2,742Grants to


Largetooth Sawfish (Pristis pristis)

Mohamed bin Zayed Species project number 14258810

In search of the long-lost Largetooth Sawfish

Mohamed bin Zayed Species Conservation (Project No. 14258810) - Largetooth Sawfish  - Awarded $9,500 on November 10, 2014

The Largetooth Sawfish is a large, euryhaline, tropical species, occurring in freshwater, marine and estuarine environments. Its status in the Eastern Pacific is poorly understood, but it's thought to have disappeared from a large part of its former range. It may now be extinct in many countries, leading to a significant contraction of its extent of occurrence. Threats (bycatch, mangrove loss) are ongoing throughout this region, so any remnant populations are likely still in decline, especially as it's characterized by slow growth, late maturity, and low fecundity.

In Peru, P. pristis was thought to be extinct for >20 years. However, in January 2014, one of our team's ‘citizen scientists' documented the incidental capture of one individual in the Tumbes artisanal gillnet fishery. This inspired a window for action: as there are poorly-studied areas with suitable sawfish habitat, targeted surveys are required to locate remnant populations. In addition, this species' migratory nature can serve as a flagship for regional marine and mangrove conservation.
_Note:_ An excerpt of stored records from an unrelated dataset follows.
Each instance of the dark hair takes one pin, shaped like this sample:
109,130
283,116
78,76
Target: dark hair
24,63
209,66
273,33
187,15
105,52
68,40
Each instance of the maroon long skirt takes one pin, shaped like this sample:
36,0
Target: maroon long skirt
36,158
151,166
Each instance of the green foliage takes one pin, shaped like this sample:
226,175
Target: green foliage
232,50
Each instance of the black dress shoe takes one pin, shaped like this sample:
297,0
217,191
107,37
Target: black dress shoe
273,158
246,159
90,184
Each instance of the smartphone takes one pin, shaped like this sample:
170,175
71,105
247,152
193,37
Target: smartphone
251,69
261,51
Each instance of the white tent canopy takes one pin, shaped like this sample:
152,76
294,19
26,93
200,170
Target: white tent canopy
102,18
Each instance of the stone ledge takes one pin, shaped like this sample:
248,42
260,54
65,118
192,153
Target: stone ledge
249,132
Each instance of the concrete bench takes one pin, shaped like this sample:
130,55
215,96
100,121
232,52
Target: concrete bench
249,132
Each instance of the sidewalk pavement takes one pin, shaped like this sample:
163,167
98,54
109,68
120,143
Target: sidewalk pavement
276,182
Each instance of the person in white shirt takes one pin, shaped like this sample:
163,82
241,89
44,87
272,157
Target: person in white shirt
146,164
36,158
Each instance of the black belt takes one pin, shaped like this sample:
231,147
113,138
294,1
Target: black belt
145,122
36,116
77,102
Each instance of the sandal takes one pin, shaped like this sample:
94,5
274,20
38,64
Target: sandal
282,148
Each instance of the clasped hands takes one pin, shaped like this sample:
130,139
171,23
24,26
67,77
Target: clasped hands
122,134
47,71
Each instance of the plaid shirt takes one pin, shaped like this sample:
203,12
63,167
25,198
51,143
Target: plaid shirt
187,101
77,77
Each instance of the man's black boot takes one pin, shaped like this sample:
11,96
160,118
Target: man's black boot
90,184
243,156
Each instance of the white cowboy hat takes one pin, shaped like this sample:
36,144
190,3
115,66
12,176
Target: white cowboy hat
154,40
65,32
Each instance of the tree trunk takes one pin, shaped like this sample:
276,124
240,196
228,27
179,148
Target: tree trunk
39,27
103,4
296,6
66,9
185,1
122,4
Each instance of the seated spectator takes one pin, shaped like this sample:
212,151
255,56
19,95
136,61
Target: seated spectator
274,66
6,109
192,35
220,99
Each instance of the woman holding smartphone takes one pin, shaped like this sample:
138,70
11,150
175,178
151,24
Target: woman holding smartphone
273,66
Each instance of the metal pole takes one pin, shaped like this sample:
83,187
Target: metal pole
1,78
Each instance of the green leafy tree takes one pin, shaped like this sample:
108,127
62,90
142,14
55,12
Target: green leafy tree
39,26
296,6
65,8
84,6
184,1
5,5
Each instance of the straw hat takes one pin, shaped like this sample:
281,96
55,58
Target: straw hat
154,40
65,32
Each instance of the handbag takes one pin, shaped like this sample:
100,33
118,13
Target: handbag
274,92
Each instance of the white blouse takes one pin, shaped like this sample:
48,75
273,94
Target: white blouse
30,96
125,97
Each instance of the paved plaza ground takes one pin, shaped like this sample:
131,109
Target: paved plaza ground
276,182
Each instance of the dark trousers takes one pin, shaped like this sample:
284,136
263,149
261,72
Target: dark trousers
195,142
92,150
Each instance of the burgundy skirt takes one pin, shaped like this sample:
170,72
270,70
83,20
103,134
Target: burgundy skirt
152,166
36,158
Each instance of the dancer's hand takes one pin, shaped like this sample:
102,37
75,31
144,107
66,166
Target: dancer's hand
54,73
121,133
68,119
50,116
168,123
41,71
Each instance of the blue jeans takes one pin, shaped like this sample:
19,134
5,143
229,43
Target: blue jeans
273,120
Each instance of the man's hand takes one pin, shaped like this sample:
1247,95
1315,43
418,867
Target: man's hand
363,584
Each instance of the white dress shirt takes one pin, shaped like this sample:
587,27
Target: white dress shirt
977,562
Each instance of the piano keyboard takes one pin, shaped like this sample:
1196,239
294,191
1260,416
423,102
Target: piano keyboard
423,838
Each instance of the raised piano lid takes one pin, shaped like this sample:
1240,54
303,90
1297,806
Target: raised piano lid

This project aims to assess the occurrence of Pristis pristis in Peru and the Eastern-Pacific, while building regional collaboration for this species' conservation.

Project objectives are:
1. Assess present occurrence of Largetooth Sawfish in northern Peru and in suitable sawfish habitats of the Eastern-Pacific.
2. Increase knowledge on the conservation status of sawfish among artisanal fishermen, local authorities and students in northern Peru and the Eastern-Pacific, promoting the formation of a community reporting system for sawfish sightings.

We'll develop surveys to artisanal fishermen and community leaders at coastal and mangrove-adjacent communities in northern Peru. In addition, by establishing partnerships with other regional non-profits, we'll be able to expand these surveys along the East Pacific. In the event of encountering sawfish rostra, morphometric measurements, tissue samples and photographs will be collected. In Peru, surveys on sawfish trade will also be conducted among the cock fighting industry, which is said to import sawfish teeth to manufacture artificial spurs. We'll additionally host awareness workshops at local schools and fishermen associations, and meetings with local authorities and resource managers. Posters, calling for the community to report sawfish sightings, will be widely distributed, and shared throughout the Eastern Pacific region.